Ik heb natuurlijk ook het betoog van mevrouw Dobbe gehoord. Zij zegt dat we weer landelijk moeten gaan inkopen. Dan is het probleem dat die kinderen en die ouders slechter af zijn, want dan creëer je weer een apart loket dat niet weet hoe het in de gemeenten gaat, terwijl we er juist voor willen zorgen dat het lokaal goed georganiseerd wordt. Dat is ook het hele idee achter de hervormingsagenda. Ook is dat het pleidooi geweest van zo veel Kamerleden hier. Die lokale teams weten wat er nodig is in een gezin. Zij kunnen met die scholen en wijkteams schakelen. Zij kunnen die hele pedagogische basis op orde brengen. Dat zijn ze verplicht om te doen middels de Jeugdwet. Organiseer dat op één plek, want als je dit apart door het Rijk laat inkopen — dat kunnen we niet, hè; we hebben de inkooporganisatie niet om dat te doen — dan ga je een nieuw loket creëren én heb je het risico van enorm veel afschuifgedrag. Want wat gaat er gebeuren als er gezegd wordt dat het Rijk het doet? Dan ontstaat er natuurlijk een prikkel. Het maakt niet uit wie het doet, of het nou het Rijk of de gemeente is. Als je het apart gaat organiseren, dus niet op één plek, dan heb je altijd discussies, zo van: "Dit is eigenlijk zorg die bij jou hoort. Nee, die zorg hoort bij jou". En wie vallen er uiteindelijk tussen wal en schip? Wie zijn er de dupe van? Dat zijn de kinderen. Het moet dus op één plek. We moeten het bij de gemeenten houden. Iedereen in het jeugdzorgveld is het daarover eens. Er moet alleen wel meer regie komen. Die regie ben ik van plan verder te nemen. Die nemen we ook met dit wetsvoorstel, maar wel op een manier zodat er aangesloten wordt bij de lokale praktijk, waar uiteindelijk problemen voor kinderen en ouders moeten worden aangepakt.

Mevrouw Dobbe (SP):

De staatssecretaris doet nu net alsof dat binnen ons voorstel niet kan, alsof je dan niet heel goed met de gemeentes kan samenwerken. Hij doet alsof je de zorg voor kinderen en de jeugd die zorg nodig hebben daarmee niet dichtbij kunt organiseren. Dat kan natuurlijk prima. Maar wat je dan niet krijgt, is die versnippering. Die wordt nu door deze staatssecretaris alsnog gecreëerd met 41 regio's, 25 regio's, 342 gemeenten die wat doen en de jeugdreclassering op rijksniveau. Ik hoorde hem ook "onderwijsregio's" zeggen. Die versnippering, daar vroeg ik naar. Die blijft namelijk nu gewoon bestaan.
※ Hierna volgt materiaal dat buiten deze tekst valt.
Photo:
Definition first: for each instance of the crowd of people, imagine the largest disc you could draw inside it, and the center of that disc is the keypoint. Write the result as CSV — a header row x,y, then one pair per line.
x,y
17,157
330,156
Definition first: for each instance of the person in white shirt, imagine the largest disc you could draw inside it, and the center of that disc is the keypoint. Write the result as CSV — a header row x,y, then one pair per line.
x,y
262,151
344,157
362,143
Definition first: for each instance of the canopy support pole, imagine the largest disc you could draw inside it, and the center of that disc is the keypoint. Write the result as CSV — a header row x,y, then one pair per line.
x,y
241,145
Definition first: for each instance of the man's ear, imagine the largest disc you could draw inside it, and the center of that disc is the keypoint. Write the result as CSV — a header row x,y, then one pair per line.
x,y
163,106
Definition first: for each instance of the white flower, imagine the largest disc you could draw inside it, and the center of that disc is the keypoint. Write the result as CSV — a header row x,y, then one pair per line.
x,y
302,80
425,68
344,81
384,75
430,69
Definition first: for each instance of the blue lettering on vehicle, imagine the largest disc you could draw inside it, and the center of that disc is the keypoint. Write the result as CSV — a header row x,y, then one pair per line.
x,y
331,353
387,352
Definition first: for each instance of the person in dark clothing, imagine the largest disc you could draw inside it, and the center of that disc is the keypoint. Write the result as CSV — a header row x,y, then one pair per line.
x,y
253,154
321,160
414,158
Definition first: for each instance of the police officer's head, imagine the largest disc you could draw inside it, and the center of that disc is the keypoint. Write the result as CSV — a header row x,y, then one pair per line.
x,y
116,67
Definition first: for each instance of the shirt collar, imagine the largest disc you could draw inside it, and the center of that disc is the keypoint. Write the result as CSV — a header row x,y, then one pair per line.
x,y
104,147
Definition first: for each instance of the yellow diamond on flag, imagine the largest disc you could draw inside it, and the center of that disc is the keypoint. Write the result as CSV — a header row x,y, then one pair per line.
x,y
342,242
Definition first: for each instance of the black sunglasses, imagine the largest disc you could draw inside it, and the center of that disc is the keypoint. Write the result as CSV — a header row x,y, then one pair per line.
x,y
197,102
Ik ben er niet van overtuigd dat dit het systeem goedkoper maakt, dat dit het minder complex maakt en dat jongeren en kinderen nu echt gebaat zijn bij een extra bestuurslaag in een al zo ingewikkeld systeem.

Staatssecretaris Karremans:

Ten eerste komt er dus geen extra bestuurslaag, want die bestuurslaag is er al. Je hebt die regio's al. We standaardiseren nu de boel. Dat is ook gelijk het punt van versnippering. We zeggen: op de zorgvormen die in de AMvB staan, moet je verplicht gezamenlijk inkopen, met dezelfde voorwaarden. Dan heb je dus niet dat aanbieders drie keer zoveel met administratie bezig zijn dan bijvoorbeeld aanbieders in de Wlz. Dat zei ik net ook. Je voorkomt dus die enorme administratielasten. Al die mensen die daarmee bezig zijn, kunnen vervolgens daadwerkelijk werken aan het oplossen van de problemen in de jeugdhulp in plaats van aan het bijhouden van de administratie, met al die verschillende eisen vanuit verschillende gemeenten. Dat helpt dus al enorm. Je gaat terug van meer dan 55 inkoopverbanden naar 41. Dat is een daling van ongeveer 30%. Dat is hartstikke goed. We sluiten aan bij de wens van onder anderen de heer Stoffer en andere Kamerleden: sluit zo veel mogelijk aan bij de praktijk die de gemeenten voeren en bij de autonomie die gemeenten hebben. Dat doen we hiermee ook. We komen hiermee de gemeenten een heel eind tegemoet, maar wel onder de voorwaarde dat de kwaliteit goed is, dat het voor die kinderen en die ouders goed geregeld is. Daar gaat het uiteindelijk om. Nogmaals, het gaat er niet om dat je de bestuurlijke kaart van Nederland perfect over elkaar kan leggen. Daar zijn ouders en kinderen helemaal niet mee bezig. Het gaat erom dat het in de praktijk goed werkt voor die ouders en kinderen. Daarvoor is dit wetsvoorstel echt een hele belangrijke stap in de goede richting.

Mevrouw Dobbe (SP):

Dan tot slot, hoor. Ik vind dit gewoon een heel ingewikkeld verhaal.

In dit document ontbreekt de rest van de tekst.